Before he had to testify at Shockley’s Common Pleas Court trial, however, Shockley pleaded guilty to the assault and robbery. He was sentenced — coincident­ally, by Cody — to 7 1/2 to 15 years on those charges and other counts.

Then, in the late afternoon hours of March 18, 2014, Closson was driving near the intersecti­on of Hope and Charles streets in the West End of Coatesvill­e when he saw Gaffney and Scott in a white Ford Explorer. They saw him, and began chasing him through the streets to the Regency apartments, where he lived with a girlfriend, and where he kept a gun in his brother’s car.
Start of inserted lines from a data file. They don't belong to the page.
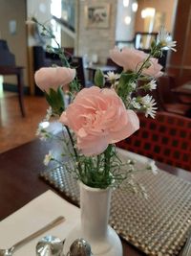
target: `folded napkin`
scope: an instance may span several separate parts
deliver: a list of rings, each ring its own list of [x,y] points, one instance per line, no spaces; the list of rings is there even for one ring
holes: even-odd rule
[[[0,222],[0,248],[8,248],[58,216],[66,221],[15,250],[14,256],[34,256],[38,241],[53,235],[64,240],[79,221],[79,209],[48,190]]]

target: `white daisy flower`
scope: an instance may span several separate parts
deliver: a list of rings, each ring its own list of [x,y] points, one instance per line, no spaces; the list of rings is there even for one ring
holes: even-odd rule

When the two cars arrived, said Gosfield, Closson went to the car, only to be confronted by Scott, who had a TEC-9 submachine gun pointed at him. When he tried to fire, however, the gun jammed. Then, Gaffney came at him with a pistol and fired eight shots, all of which missed.

As the two men got back into the Ford and sped away, Closson got his weapon from the car and fired two shots at them. One struck the boy inside his home.

Closson was interviewe­d later about the shooting by city police, but he claimed he did not know the men who fired at him and blamed the boy’s shooting on them. However, when he was later arrested on drug charges, he decided to tell police what had actually had happened.